Bei einem Protest vor der iranischen Botschaft beschlagnahmt die Polizei ein harmloses Transparent. Danach kommt es zu Schlägereien. Die Folge: zehn Verletzte.

Erst zeigen die Demonstranten ihre Plakaten gegenüber der iranischen Botschaft ... Bild: Verein iranischer Flüchtlinge

Es geschah am Tag der internationalen Menschenrechte. Vor der iranischen Botschaft in Dahlem protestieren oppositionelle Iraner. "Nieder mit der Islamischen Republik", fordern sie in Sprechchören und auf Transparenten. Das tun sie jedes Jahr. Doch diesmal - es ist Freitag, der 10. Dezember - beschlagnahmen Polizisten das Plakat. Eine Rechtsgrundlage dafür gibt es offenbar nicht. Bei dem Versuch, den Demonstranten das Transparent zu entreißen und einige von ihnen festzunehmen, werden mehrere Personen teils schwer verletzt.
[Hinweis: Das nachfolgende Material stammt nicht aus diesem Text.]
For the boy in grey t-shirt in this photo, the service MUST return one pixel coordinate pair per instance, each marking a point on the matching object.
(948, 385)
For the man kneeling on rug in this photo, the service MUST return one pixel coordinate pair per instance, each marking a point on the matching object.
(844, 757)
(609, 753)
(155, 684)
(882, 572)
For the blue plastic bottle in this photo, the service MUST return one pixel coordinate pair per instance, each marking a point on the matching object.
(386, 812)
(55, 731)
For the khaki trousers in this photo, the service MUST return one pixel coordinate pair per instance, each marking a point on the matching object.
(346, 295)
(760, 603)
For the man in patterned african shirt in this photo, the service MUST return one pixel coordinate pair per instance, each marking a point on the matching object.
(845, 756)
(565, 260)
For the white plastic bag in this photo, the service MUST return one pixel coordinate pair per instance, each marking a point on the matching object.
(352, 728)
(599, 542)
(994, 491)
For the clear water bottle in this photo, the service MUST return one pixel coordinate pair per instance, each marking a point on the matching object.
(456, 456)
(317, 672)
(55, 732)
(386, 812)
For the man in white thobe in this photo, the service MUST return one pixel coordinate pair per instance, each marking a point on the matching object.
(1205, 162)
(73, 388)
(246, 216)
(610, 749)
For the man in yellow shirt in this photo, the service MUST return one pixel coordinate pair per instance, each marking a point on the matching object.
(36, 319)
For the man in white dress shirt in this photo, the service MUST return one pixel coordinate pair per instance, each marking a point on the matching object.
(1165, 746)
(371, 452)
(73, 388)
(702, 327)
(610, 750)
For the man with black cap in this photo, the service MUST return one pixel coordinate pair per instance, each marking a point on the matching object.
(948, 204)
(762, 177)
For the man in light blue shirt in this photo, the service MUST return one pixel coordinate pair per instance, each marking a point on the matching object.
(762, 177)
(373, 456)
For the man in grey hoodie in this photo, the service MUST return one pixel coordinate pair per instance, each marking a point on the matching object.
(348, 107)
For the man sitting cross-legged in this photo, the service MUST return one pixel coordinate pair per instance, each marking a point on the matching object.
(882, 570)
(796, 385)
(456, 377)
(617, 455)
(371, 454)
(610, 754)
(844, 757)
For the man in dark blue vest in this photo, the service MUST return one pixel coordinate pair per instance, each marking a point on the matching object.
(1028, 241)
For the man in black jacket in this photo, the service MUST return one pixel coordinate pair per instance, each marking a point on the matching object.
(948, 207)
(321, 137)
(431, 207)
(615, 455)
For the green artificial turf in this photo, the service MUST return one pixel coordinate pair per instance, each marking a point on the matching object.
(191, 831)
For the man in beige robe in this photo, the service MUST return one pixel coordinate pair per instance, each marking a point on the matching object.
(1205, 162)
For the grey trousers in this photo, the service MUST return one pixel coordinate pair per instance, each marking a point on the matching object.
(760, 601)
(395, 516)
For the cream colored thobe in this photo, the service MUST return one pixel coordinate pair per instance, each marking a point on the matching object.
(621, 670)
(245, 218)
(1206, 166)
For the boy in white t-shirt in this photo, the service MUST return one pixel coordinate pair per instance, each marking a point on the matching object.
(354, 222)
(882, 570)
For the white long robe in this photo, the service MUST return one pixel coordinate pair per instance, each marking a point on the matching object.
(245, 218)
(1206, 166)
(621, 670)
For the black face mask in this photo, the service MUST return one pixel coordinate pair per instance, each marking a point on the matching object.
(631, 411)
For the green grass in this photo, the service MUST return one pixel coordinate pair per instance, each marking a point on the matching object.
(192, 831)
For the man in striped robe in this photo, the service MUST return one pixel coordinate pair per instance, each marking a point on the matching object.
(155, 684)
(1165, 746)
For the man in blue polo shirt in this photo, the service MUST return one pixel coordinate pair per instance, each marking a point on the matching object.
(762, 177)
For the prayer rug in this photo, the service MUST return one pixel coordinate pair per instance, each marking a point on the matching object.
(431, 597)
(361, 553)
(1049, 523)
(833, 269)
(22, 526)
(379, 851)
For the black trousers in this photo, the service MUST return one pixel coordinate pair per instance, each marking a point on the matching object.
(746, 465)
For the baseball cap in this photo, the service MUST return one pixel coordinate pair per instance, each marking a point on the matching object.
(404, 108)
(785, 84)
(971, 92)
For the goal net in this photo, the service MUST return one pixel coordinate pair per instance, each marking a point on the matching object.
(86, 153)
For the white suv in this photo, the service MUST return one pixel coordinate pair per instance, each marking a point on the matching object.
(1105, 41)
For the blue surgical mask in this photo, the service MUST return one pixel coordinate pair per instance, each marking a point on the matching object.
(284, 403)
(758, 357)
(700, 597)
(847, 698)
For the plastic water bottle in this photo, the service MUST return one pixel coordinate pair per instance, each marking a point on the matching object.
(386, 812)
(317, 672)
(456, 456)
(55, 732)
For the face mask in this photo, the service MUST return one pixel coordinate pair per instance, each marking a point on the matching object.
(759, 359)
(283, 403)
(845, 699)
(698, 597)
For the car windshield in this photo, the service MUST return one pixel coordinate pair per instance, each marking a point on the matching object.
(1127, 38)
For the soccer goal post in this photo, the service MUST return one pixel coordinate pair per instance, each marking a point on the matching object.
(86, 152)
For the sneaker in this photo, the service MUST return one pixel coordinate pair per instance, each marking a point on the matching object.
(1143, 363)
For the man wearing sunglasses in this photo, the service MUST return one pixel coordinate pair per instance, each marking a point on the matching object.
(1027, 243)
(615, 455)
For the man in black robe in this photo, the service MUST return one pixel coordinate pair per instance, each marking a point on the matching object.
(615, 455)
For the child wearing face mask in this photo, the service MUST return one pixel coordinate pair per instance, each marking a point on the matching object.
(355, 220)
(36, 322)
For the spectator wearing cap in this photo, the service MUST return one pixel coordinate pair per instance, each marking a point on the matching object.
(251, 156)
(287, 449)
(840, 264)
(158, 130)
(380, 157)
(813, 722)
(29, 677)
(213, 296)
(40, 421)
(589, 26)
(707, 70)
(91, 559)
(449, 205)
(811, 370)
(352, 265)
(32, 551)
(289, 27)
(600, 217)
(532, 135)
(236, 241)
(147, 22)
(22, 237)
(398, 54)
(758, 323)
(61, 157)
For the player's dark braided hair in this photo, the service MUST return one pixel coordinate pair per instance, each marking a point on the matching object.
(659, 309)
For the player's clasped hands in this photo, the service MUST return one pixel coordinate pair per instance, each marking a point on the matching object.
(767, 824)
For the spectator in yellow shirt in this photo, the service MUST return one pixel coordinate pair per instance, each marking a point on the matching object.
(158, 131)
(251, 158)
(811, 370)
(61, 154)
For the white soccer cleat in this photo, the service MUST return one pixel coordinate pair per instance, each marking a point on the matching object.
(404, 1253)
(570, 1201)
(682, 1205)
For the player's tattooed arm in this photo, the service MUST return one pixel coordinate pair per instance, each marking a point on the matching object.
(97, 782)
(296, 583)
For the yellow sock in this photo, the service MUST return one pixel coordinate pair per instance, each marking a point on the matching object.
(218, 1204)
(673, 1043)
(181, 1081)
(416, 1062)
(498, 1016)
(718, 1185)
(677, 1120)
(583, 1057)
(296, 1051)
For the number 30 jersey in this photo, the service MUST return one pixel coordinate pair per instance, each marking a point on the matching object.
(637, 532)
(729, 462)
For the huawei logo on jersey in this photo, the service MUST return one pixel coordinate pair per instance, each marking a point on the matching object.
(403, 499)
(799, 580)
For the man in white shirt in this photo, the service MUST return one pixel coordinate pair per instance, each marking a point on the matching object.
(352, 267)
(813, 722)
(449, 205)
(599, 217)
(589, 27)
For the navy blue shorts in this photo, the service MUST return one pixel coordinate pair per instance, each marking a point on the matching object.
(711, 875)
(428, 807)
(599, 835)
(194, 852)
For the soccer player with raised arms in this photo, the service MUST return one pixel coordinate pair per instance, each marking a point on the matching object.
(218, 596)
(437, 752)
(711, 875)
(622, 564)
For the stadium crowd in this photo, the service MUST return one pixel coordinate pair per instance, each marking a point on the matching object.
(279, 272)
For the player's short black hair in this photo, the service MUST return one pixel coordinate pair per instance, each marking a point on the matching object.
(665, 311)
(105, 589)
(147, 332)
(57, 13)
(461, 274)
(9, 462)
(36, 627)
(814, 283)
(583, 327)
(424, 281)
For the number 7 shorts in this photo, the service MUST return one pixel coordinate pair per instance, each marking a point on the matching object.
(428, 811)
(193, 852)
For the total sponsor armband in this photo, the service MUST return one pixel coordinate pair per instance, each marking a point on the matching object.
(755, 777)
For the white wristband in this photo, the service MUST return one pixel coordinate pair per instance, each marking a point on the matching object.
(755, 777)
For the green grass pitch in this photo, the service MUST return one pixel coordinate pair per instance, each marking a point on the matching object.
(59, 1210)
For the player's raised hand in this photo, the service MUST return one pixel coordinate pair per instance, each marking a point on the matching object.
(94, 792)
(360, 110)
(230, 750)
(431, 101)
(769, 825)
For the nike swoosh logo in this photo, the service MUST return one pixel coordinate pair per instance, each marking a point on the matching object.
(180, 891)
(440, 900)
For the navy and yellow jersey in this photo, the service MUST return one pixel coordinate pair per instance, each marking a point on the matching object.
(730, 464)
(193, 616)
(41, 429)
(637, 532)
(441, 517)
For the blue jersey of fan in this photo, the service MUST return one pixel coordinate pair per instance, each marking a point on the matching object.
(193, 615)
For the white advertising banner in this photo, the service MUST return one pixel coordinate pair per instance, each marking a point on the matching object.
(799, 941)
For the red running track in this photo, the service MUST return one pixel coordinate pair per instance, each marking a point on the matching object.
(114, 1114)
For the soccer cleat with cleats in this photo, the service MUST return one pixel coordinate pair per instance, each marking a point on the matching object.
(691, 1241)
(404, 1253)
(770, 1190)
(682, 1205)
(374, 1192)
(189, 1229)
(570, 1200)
Der Verein iranischer Flüchtlinge und das Komitee zur Unterstützung politischer Gefangener im Iran forderten am Sonntag eine lückenlose Aufklärung des "brutalen Polizeieinsatzes". Acht Menschenrechtler seien verletzt worden heißt es. Die Rede ist von einen Nasenbeinbruch, eine Gehirnerschütterung, zahlreiche Hämatome und Hautverletzungen. Am schlimmsten habe es eine 57-jährige Frau getroffen, die mit einer Wirbelsäulenfraktur im Krankenhaus liege, wie ihre Tochter der taz sagte.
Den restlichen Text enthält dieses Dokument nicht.